Def function is not calling the list I made

Question

I'm trying to make a simple program to print out a new list made out of the first and last element of a given list.

default_list = [5, 10, 15, 20, 25]
first_list = [7, 233, 76, 234, 2]
second_list = [0, 5, 2, 6, 3423456]
third_list = [768, 56, 234, 765, 2434, 78676, 345, 467, 353, 765343]
new_list = []


def list_ends(chosen_list):
    new_list.append(chosen_list[0])
    new_list.append(chosen_list[len(chosen_list) - 1])
    print(new_list)


list_ends(input(": "))

but what happens is if I enter a word in input say "default_list" it gives me an answer [d, t] which I believe means it didn't call the list variable I created.

Answer 1

Just for reference, it is possible to read a variable name as an input, like so:

list_name = input("List name: ")
if list_name in locals():
    list_ends(locals()[list_name])
else:
    print('List {} not found'.format(list_name))

However, your use-case does not require such a solution.

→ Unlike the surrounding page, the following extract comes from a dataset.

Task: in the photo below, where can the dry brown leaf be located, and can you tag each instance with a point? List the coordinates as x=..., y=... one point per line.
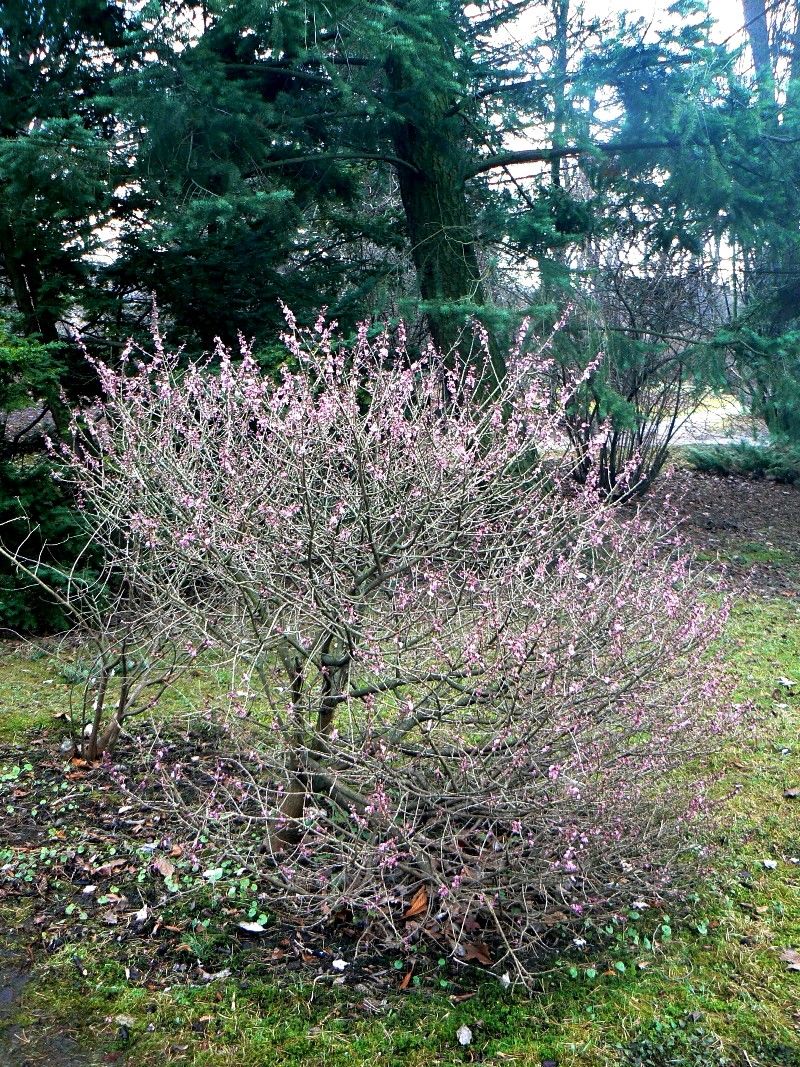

I'm sure there's a better way to do what you want to do. For e.g., creating a dict mapping string inputs to the lists, then reading the string from input, and using the dictionary to get the corresponding list.

Answer 2

In Python 2, the input function actually allowed you to type in Python expressions, but in Python 3, it simply returns a string, i.e. a sequence of characters.

Just like "list" and list are distinct, the string "default_list" has no direct relation to the variable of the same name.

However, you can bridge this gap:

listname = input("List name: ")
selected = locals()[listname]

Before you plunge ahead with this, you should understand that allowing a user to access the internals of your program is problematic for a number of reasons. Perhaps you should instead offer a menu of numbered choices, for example? That way, a user can't access arbitrary program variables, only the ones you have explicitly made available.